Ей захотелось рассказать ему о сновидении, о письме, – но было как‐то совестно…
– А знаешь, – продолжал он, осыпая сахаром розовый ревень, – ты и твои друзья играют с огнем. Действительно странные бывают вещи. Мне один венский доктор на днях рассказывал о невероятных перевоплощеньях. Женщина одна, – гадалка такая, кликуша, – умерла – от разрыва сердца, что ли? – и когда доктор раздел ее – это было в мадьярской лачуге, при свечах, – то тело этой женщины поразило его: оно было все подернуто красноватым блеском, мягкое и склизкое на ощупь. И приглядевшись, он понял, что это тело, полное и тугое, сплошь состоит как бы из тонких круговых поясков кожи, – словно оно было все перевязано – ровно, крепко – незримыми нитками, – или вот есть такая реклама шин французских – человек, состоящий из шин… Только у нее шины эти были совсем тонкие и бледно-красные. И пока доктор смотрел, тело мертвой стало медленно распутываться, как огромный клубок… ее тело было тонким, бесконечно длинным червем, который разматывался и полз – уходил под дверную щель, – и на постели остался голый, белый, еще влажный костяк… А ведь у женщины этой был муж, – он когда‐то целовал ее, – целовал червя…

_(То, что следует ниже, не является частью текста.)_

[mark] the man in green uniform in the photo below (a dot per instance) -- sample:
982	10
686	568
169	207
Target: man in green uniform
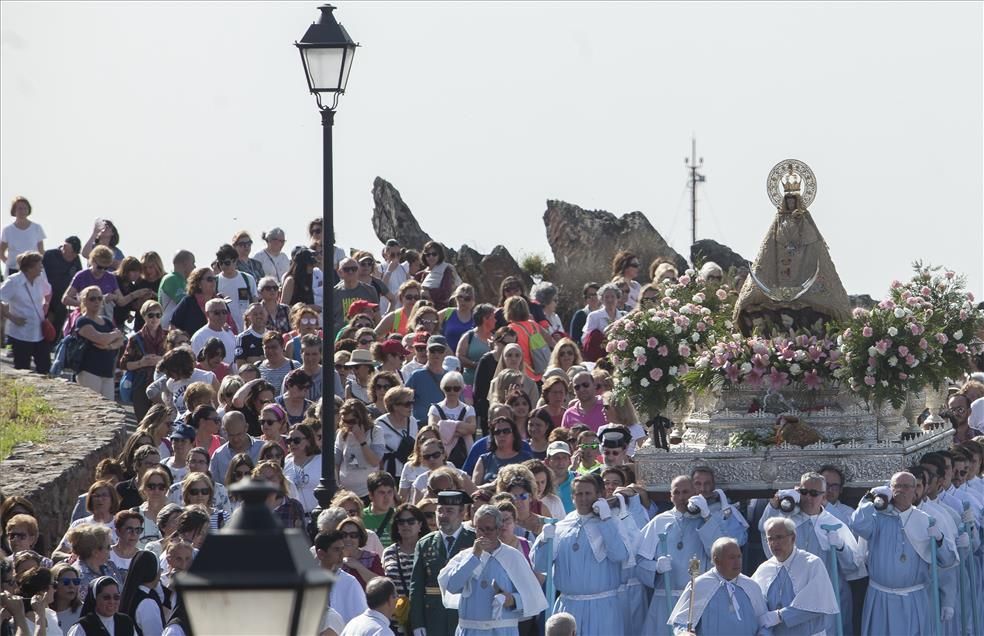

Профессор налил себе рюмку портвейна цвета красного дерева и стал пить густыми глотками, не отрывая сощуренных глаз от лица жены. Она зябко повела худыми, бледными плечами…
– Ты сам не знаешь, какую страшную вещь ты мне рассказал, – проговорила она взволнованно. – Значит, дух женщины ушел в червя… Страшно все это…
– Я иногда думаю, – сказал профессор, тяжело выстрелив манжетой и рассматривая свои тупые серые пальцы, – что в конце‐то концов моя наука – праздный обман, что физические законы выдуманы нами, что все, решительно все, может случиться… Те, кто предаются таким мыслям, сходят с ума…
Он заглушил зевок, постукивая сжатым кулаком по губам.
– Что с тобой случилось, друг мой? – тихо воскликнула его жена. – Ты никогда так не говорил раньше… Мне казалось, ты все знаешь… все разметил…
На мгновенье судорожно раздулись ноздри у профессора, вспыхнул золотой клык. Но тотчас же его лицо обмякло снова.
Он потянулся и встал из‐за стола.
– Болтаю я… пустое… – сказал он ласково и спокойно. – Я устал… Спать пойду… Не зажигай свет, когда войдешь. Прямо ложись в нашу постель… В нашу, – повторил он значительно и нежно, как давно не говорил.
Это слово мягко звенело у нее в душе, когда она осталась одна в гостиной.
Пять лет была замужем она, и несмотря на причудливый нрав мужа, на частые вихри его беспричинной ревности, на молчанье, и угрюмость, и непонятливость – она чувствовала себя счастливой, так как любила и жалела его. Она, тонкая, белая, – он, громадный, лысый, с клочьями серой шерсти посередине груди, составляли невозможную, чудовищную чету, – и все же ей приятны были его редкие сильные ласки.